Pete swallowed. “Maybe a little.”
“Don’t be, pal. You’ve got it made. Blitz! She won’t know what hit her.”
“I don’t like that kind of talk,” Pete said. He cleared his throat with a cough. “Hal, I been thinking. Maybe I shouldn’t do this.”
“What?”
“Well, it’s not really fair … kind of.”
“Fair! Is it fair what she’s been doing? Leading you right up to that armor and cutting you off?”
“Maybe it’s not her fault exactly.”
“Not her fault, he says. You think she really wants to stop?”
“Wellll … I dunno, maybe not.”
“You know damn well she doesn’t want you to stop.”
“I guess you’re right.”
“It’s your duty, Pete.” Kerrigan lowered his voice. “You’re really saving her from her inhibitions.”
“I guess you could look at it that way.”
“Think of how she’s teased you,” Kerrigan said.
“You really think she’s been teasing me?”
“I know she has.”
“Yeah! You could call it that.”
“It’s nothing else. Now you get in there and fight.” Kerrigan glanced around the apartment. “You want to use my place?”
“If it’s okay with you.”
“Be my guest. Be my guest.”
O O O
It was Saturday high noon in the apartment, and Pete reclined on the davenport in Kerrigan’s maroon robe. He dangled a torn length of pink strap in his left hand, studied it with a pursed-lip frown of concentration.
A hesitant knock sounded at the hall door.
Pete ignored it.
The knock was repeated.
Pete raised his head. “Yeah?”
“It’s me, Hal.” The voice sounded muffled, conspiratorial.
Pete stuffed the strap into a pocket of the robe. “Come on in.”
Kerrigan let himself in the front door, crossed to the davenport, and draped his coat over it. He leaned on the coat, looked down at Pete.
“Hi, Hal,” Pete said.
Kerrigan glanced around the apartment. It looked neat—everything in its place, nothing disarranged. He returned his attention to Pete, noted a smudge of lipstick across Pete’s neck.
“You’re looking pretty good,” Kerrigan said.
“Hal, we’re getting married,” Pete said.
Kerrigan’s lips moved without a sound, then: “You’re getting married?”
“Yeah.” Pete frowned up at him. “You sound like you don’t think it’s a good idea.”
“Oh, it’s a great idea. Great, great.”
“We think so.”
“What’ya been doing here all this time if you were just going to get married?” Kerrigan demanded.
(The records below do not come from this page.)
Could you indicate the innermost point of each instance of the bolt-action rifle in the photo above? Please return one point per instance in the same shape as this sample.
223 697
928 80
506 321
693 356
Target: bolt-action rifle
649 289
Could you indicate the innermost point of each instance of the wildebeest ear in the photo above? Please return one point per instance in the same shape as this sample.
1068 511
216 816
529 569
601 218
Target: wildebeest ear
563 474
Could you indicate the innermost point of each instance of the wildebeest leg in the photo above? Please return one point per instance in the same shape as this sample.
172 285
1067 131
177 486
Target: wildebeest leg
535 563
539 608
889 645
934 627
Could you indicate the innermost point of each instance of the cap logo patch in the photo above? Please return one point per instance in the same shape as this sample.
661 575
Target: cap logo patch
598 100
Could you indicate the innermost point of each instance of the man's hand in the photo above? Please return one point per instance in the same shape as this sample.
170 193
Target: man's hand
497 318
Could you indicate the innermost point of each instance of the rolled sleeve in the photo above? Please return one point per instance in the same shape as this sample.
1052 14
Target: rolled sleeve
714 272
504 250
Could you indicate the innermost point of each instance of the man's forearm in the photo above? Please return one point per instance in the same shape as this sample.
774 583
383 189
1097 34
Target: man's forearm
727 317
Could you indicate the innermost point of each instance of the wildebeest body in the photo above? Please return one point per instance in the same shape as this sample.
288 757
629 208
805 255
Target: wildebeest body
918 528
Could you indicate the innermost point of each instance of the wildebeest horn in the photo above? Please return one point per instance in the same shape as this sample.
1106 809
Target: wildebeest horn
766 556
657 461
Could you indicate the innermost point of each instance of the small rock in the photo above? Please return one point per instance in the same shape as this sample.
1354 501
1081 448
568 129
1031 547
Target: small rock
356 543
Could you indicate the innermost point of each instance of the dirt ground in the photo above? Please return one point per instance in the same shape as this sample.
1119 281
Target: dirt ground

“Are you sure you’re happy about this?” Pete asked. “You sound kind of funny.”
“I’m delighted! I’m overjoyed.”
“I was gonna ask you to be my best man.”
Kerrigan passed a hand across his eyes. “Sure, Pete. Sure.”
“I owe it all to you,” Pete said. “She was too inhibited to get married. I proposed every night last week, but she kept putting me off.”
Kerrigan pointed to the place on the rug where Pete had practiced disassembling the contraption. “You mean … while we were working with that … every night?”
“On the phone after we got through. I was hoping I wouldn’t have to go through with it.” Pete blushed.
“But you went through with it?”
Pete dropped his feet to the floor, sat up. A look of animation came over his face. “Hal, I watched the luminous second hand on your mantle clock. Hal, seven seconds! Think of it: seven seconds!”
“Yeah,” Kerrigan said. “I’m thinking.”